第3話 豊作
朝起きたら着信履歴がいっぱい溜まっていた。
知るかボケが。
全部無視してシャワーを浴びた。朝もラーメンだ。カット野菜とウィンナーは日持ちするし、最低限の栄養が取れている気持ちになれる。
トイレを開けて草原の確認だけをして、部屋に戻ってPCをつけた。
これからもスライム狩りをするとして、どうせやるなら楽な方がいい。それと、安心できるように余分に集めておきたい。
どうやればいいか?まず簡単なのが武器だ。包丁や蹴りではなく、槍でもあれば楽だろう。100円を拾うのは…ゴム手袋?粘着物をつけた棒?強力な磁石ならくっつくと聞いたことがあるが、どこで手に入るか分からん。
うーん。どっちもあんまりよろしくない。魚釣りを趣味にする人は多いが、漁師が釣り竿で魚を釣るだろうか?漁師なら網や罠を使って追い込むだろう。一部を除いてな。
効率よくスライムを狩るためには、罠で殺すのが一番いい。100円玉を集めるには、スライムを一箇所に集めるのがいい。
獲物を一箇所に集めて殺す罠。つまり餌で集めてから殺すわけだ。
うまくいけば放置で稼げるし、100円玉も簡単に集まる。
うーん。餌で集めて、電撃でコバエを殺すやつを剥き出しで並べておいて、倒した後は賽銭箱で受けるってのはどうだ?餌は分からんが、通販で全部集まるだろう。
うん。これを作っておけば楽に稼げるんじゃないか?
などと想像を膨らませ、また今度やろうと決断した。
ノンビリと朝を過ごし、今日も草原に立つ。
「セイ!」
やっぱ蹴り飛ばすのが一番だわ。
時計を見ながら元気に肉体労働に勤しむ。頑張れば1時間に8000円くらい集まるな。普段使いのリュックに小銭を入れて、溜まってきたら部屋に戻って通販の箱に流し込む。
蹴り飛ばしたり拾ったりの連続で疲れるかと思ったが、体は絶好調だ。今ならスクワット1000回やっても平気だぜ。たぶん。

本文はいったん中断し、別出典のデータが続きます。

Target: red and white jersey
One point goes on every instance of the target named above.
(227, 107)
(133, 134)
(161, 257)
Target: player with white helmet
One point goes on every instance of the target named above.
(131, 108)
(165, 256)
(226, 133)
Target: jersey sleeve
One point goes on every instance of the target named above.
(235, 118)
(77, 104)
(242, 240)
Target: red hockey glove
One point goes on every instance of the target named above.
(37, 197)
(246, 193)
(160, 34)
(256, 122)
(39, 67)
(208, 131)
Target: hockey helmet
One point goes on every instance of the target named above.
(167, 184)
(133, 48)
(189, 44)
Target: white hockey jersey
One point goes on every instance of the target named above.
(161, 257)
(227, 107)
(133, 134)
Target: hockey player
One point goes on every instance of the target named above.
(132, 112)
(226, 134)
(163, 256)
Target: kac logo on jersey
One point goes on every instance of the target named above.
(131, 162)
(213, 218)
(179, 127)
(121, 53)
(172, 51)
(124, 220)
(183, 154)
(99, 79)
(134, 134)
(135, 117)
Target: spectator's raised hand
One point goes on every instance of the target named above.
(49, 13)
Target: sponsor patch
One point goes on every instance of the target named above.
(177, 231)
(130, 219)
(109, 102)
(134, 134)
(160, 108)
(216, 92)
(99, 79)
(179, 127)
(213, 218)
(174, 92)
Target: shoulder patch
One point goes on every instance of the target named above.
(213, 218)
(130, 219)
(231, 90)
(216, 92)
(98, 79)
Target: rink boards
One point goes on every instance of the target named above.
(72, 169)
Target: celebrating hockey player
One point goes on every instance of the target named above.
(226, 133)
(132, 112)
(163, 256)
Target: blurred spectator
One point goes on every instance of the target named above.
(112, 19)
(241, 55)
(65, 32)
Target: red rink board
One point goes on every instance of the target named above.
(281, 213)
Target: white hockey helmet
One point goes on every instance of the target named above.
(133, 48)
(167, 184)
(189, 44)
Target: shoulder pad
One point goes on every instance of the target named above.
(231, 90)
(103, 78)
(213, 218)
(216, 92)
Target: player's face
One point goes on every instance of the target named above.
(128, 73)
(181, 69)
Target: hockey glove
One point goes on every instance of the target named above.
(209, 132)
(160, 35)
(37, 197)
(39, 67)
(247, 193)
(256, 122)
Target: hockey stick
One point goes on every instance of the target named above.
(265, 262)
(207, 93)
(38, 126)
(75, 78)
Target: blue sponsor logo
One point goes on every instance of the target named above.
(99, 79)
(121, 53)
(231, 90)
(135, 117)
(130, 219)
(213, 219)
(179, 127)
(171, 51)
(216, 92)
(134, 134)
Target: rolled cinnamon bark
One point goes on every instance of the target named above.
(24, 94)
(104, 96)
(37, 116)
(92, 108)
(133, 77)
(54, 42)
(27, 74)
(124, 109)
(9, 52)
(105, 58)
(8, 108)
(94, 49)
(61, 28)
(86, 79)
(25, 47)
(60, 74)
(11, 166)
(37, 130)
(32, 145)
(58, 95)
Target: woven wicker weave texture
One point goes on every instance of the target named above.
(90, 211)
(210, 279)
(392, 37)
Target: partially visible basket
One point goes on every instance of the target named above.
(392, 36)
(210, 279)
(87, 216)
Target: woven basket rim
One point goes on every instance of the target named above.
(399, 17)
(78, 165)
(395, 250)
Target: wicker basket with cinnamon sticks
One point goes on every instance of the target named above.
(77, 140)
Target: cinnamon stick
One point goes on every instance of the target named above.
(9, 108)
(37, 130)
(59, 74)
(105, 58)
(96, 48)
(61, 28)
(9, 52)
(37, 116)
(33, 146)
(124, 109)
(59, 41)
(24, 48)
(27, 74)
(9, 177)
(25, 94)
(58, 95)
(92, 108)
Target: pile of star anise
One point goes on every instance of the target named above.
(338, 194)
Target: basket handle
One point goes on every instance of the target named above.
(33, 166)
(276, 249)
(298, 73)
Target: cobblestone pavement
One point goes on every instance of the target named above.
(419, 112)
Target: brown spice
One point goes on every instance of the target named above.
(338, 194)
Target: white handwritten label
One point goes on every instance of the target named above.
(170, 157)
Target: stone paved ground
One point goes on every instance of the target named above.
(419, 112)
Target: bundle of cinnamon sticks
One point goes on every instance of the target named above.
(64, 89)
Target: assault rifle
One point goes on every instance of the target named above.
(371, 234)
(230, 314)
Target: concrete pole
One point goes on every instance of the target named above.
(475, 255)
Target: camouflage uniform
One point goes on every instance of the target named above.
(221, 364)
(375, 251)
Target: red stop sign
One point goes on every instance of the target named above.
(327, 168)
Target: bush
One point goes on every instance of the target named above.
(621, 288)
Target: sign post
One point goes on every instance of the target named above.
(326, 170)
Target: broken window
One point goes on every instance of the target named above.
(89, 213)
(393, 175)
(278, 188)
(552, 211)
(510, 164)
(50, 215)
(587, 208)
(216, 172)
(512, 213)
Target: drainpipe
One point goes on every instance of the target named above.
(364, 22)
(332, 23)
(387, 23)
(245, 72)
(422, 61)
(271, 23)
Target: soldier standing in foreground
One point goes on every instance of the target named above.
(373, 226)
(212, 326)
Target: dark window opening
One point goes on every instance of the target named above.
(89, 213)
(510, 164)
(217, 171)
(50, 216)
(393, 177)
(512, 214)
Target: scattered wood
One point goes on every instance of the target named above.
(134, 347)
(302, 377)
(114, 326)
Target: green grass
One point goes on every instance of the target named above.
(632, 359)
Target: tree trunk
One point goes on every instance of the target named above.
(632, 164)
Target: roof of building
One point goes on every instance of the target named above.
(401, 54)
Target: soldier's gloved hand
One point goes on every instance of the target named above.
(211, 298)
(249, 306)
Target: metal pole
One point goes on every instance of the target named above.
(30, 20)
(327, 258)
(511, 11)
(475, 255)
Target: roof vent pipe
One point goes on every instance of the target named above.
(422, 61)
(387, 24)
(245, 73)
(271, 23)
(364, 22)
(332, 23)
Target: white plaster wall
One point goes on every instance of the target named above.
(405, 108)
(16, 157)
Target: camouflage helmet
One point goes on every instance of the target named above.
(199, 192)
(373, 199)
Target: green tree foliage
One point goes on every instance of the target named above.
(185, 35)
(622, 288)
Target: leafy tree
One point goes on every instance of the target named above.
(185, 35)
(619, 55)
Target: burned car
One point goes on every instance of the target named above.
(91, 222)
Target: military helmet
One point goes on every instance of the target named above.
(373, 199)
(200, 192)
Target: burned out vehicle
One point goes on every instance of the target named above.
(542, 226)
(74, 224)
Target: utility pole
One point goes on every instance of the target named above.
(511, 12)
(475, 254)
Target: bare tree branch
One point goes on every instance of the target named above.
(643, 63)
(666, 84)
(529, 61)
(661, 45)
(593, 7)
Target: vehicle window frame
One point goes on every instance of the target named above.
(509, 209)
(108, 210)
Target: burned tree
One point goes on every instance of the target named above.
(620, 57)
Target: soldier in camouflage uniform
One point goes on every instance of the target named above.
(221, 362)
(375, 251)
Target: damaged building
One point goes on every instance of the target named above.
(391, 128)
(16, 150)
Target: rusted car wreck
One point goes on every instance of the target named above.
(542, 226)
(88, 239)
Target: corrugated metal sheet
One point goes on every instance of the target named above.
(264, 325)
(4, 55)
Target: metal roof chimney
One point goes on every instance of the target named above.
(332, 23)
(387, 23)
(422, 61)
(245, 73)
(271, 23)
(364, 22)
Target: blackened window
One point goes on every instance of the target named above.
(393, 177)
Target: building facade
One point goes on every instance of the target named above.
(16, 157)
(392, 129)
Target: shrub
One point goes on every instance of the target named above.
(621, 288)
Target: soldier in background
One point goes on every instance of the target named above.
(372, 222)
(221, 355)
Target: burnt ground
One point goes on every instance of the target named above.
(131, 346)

もういくら集めたのか。昨日の分と合わせたら5万円くらいにはなっていそうだ。
無心で蹴り飛ばし、ポンッと変化するのを待って拾う。んー今度の100円玉デカいな。
いや違うわ。100円玉じゃない。これ宝石だ!
うひょー!レアドロップか!?一定数討伐報酬か?
スライムに似た淡いブルーの、パチンコ玉くらいの宝石。売れるかな?鑑定に出して変な物だったら困るな?そんなことを考えながら眺めていると、スゥっと手のひらに沈んで消えてしまった。
「はぁ!?」
瞬間!脳内を駆け巡る存在しない記憶!頭の中に無理やり知識がぶち込まれた。
理屈を越え、無数に存在する「スキル」。そしてそれを脳と体に刻み込むスキルオーブの存在。
落ち着いた時、自分に起きた事を冷静に認識できた。スキル「浄化」。それが俺の手に入れた物だ。
素晴らしい。これでもう一生掃除しないで済むぞ。
大喜びで部屋に帰り、万年床を浄化した。布団が消え失せた。
◇◆◇◆◇
全部やる気が消えて今日はもう止めた。
頭に詰め込まれたスキルについて考えると、浄化は自分でちゃんと対象を指定しないと不浄なものを全て消し去ってしまうらしい。自分に向けて使わなくてよかった。
消し去るってどこにいくんだろうな。どこかで誰かが俺の布団を使っているんだろうか。まぁ、十分に働いてくれたよ。
予備の布団なんて無いので、今日寝る布団すら無い。ソファーなんていう気の利いたものもない。無いものは仕方ないが、とりあえず通販で注文しておこう。
通販サイトで布団を探す。今までは一番安い小さくてペラペラな布団だったが、キングサイズとか買ってゴロゴロするのもいいんじゃないか?それともベッドとか買っちゃう?金ならある!
などと妄想しながら一番安い布団を買った。ついでに貯金箱も買っておく。
大量の100円玉で買い物したり、馬鹿みたいにカバンに詰めて両替に行ったりしないぞ。100円貯金がいっぱいになったので両替に来たというふうに装うんだ。
たぶん明日には届くだろう。そしたら缶切りで開けて100円玉を詰め込み、銀行に持っていこう。
完璧なシミュレーションをして、ラーメンを食って寝た。